Know Theatre’s “A Handmaid’s Tale” is Relevant and Thought-Provoking
Posted On January 27, 2015
Submitted by LCT Panelist
If I’m being honest, I was skeptical walking into the Know Theatre’s production of The Handmaid’s Tale. Margaret Atwood has long been my favorite author, and I spent a full semester of English studying this book in particular. While I was excited to see it come to life, I was scared it would have the same book-to-movie effect where details and even plot lines were cut for the sake of time or budget. Brian Isaac Phillips, however, did not disappoint. Directing his wife, Corinne Mohlenhoff, as the handmaid Offred, I thoroughly enjoyed revisiting Atwood’s work through the script adaptation by Joe Stollenwerk. Set in the not-so-distant dystopian conservative future, women are categorized based on their fertility, serving as “handmaids” for wealthy couples that can’t conceive. Offred narrates between her position in the Commander (Fred’s) house and her memories from “the time before,” which sounds like it could be as close as 30 years away.
The set, designed by Andrew J Hungerford, grew on me more and more as the two acts unfolded. The disintegrating walls, burnt wood floor and high windows combined a dystopian underground bunker with a prison cell, only letting in sunlight where you couldn’t reach it.

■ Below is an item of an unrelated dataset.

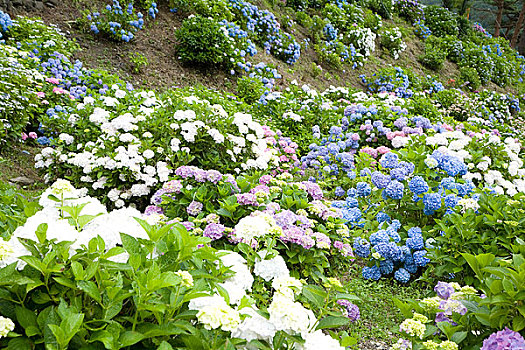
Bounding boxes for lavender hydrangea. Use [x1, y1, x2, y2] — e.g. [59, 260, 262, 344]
[337, 299, 361, 322]
[202, 223, 225, 241]
[481, 327, 525, 350]
[186, 201, 204, 216]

As the show doesn’t aim to be highly “spectacle,” with one set, one costume and one actor, I enjoyed being able to interpret the set as a metaphor as well.
Also deserving mention were the light and sound design, by Hungerford and Doug Borntrager, respectively. The combination of natural stage lighting and overhead fluorescents transported us to either an old school gym, a quiet bedroom or (twice) the doorway to the unknown. Borntrager’s sound design also seemed effortlessly realistic, as I turned around more than once to see which audience member was talking while Offred described a conversation. Even the simplest suggestions of sound in the script were brought to life and pulled the audience closer into the story.

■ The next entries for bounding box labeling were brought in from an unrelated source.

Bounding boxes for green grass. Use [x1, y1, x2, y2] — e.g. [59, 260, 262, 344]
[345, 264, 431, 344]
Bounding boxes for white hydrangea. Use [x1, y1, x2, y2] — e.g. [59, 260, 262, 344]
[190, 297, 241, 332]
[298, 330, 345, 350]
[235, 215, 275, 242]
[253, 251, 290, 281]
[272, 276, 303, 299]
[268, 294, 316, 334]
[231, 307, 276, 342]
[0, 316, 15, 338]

The nature of the show is, as Offred repeats, “a reconstruction.” It is not live action or a distant memory, but a retelling, full of minor modifications and inner dialogue. That being said, I enjoyed Mohlenhoff’s reconstruction of Offred, but felt there could have been more distinction between her actions and her role as a narrator– that is, defining her self between present, past and “the time before.”
While I heard remarks about the length and wordiness of the narration, what else would you expect from a one-woman novel? Again, I am extremely partial to the story, and found it even more relevant today than I did at first reading, but I would recommend this show to most modern & mature audiences, as it can make the dystopian future seem startlingly close.